Per farlo, il governo Meloni ha inteso “dare concreta attuazione ai contenuti previsti dalla delega fiscale per avviarsi su un percorso che, nel corso dei prossimi anni, trasformi il sistema tributario in un fattore di crescita”.

“Meno tasse, più crescita” è in sintesi la sempiterna idea liberista della destra italiana, per nulla scoraggiata dall’evidenza che i problemi dell’economia nazionale stiano altrove.
L’Unione Europea, dal canto suo, ha dato una mano: nel probabile ultimo anno di deroga alle ferree regole di bilancio istituite nel 1999 e sospese con la pandemia (l’anno prossimo il patto di stabilità dovrebbe tornare in vigore con pochi ritocchi rispetto al passato: le trattative sono in corso), Bruxelles ha “regalato” all’Italia l’opportunità di arrivare nel 2024 ad un deficit di bilancio del 4,3% del Pil, lo 0,7% in più di quanto inizialmente concesso.
Tradotto in parole povere, 15,7 miliardi di euro di maggiori spese, finanziate da nuovo debito pubblico, a cui il governo ha aggiunto altri 8 miliardi, frutto soprattutto di tagli di spesa: risorse che saranno utilizzate, come recita la relazione al Parlamento di Meloni e Giorgetti “per il taglio al cuneo fiscale sul lavoro anche nel 2024, l’attuazione della prima fase della riforma fiscale, il sostegno alle famiglie e alla genitorialità, la prosecuzione dei rinnovi contrattuali del pubblico impiego con particolare riferimento al settore della sanità”.
Al di là del fatto che sia poco virtuoso – e nemmeno efficace, dice l’esperienza empirica – ridurre le tasse facendo nuovo debito, con quali soldi nel 2025 verranno finanziati i tagli al cuneo e la delega fiscale, che da soli valgono per l’anno venturo 14,5 miliardi?
La domanda è d’obbligo, dal momento che per il 2025, il governo si è impegnato con la Commissione UE a raggiungere un deficit/Pil del 3,6% e un debito pubblico del 140%.
La risposta è semplice, quanto disarmante: le risorse ci sono solo per il 2024, nonostante la legge di bilancio sia triennale.
Insomma, le riforme strutturali diventano riforme provvisorie: le minori imposte ci saranno per un anno, dopo si vedrà.
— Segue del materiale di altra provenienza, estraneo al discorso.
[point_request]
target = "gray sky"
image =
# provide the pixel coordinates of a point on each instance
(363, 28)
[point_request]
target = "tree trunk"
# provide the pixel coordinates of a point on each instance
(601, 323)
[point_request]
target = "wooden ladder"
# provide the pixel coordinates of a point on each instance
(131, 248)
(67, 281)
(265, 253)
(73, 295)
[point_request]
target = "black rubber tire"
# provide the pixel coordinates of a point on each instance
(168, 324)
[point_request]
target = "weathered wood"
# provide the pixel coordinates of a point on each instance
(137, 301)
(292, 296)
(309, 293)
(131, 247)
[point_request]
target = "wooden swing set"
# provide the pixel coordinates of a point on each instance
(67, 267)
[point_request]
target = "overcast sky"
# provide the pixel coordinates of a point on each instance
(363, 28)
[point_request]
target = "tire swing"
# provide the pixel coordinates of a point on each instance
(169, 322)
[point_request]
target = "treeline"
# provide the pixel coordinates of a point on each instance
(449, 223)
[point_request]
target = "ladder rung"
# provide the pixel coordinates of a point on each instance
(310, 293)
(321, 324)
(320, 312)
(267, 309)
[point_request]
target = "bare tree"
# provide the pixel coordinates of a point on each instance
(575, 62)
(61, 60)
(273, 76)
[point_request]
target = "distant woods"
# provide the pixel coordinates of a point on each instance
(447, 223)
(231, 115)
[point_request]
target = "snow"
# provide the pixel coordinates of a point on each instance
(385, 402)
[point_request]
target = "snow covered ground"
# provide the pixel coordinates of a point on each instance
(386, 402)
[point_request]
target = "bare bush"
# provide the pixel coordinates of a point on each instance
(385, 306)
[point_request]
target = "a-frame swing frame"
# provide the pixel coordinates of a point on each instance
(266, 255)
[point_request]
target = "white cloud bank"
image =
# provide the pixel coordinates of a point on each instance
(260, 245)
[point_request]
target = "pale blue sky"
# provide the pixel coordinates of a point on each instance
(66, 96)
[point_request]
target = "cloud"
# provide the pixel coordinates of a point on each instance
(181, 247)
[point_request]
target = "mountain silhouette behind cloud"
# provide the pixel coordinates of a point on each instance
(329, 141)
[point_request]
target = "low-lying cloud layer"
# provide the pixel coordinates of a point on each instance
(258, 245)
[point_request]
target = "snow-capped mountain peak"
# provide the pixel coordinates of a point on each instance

Oltre alla conferma del taglio del cuneo contributivo e l’unificazione delle prime due aliquote Irpef, la legge di bilancio prevede la piena rivalutazione delle pensioni solo per quelle fino a 4 volte il minimo, l’azzeramento dei contributi previdenziali a carico delle madri di almeno due figli, il rinnovo dei contratti pubblici con priorità per il comparto sanitario e le forze di polizia, tre miliardi a parziale copertura dell’erosione operata dall’inflazione sui fondi per la sanità.
In campo pure un pacchetto per la natalità del valore di un miliardo di euro, anch’esso valido solo per il 2024: più congedi parentali, aumenti al fondo asili nido, decontribuzioni per le mamme lavoratrici.
Dopo i passaggi parlamentari ci sarà tempo per analizzare in profondità le misure più significative. Quel che emerge, tuttavia, è la provvisorietà degli interventi più significativi e la precarietà dei saldi di bilancio: su 24 miliardi di manovra, quasi 16 sono coperti con nuovo debito che, con l’aumento dei tassi di interesse e le difficoltà di collocamento (i programmi di acquisto da parte della Bce stanno per terminare), potrebbe determinare un’impennata della spesa per interessi, già aumentata di 13 miliardi nel 2023, per far fronte alla concorrenza da parte di altri debiti pubblici e alle scommesse speculative: un contesto che tutto suggerisce tranne che il consolidamento della crescita sostenuto dal ministro Giorgetti.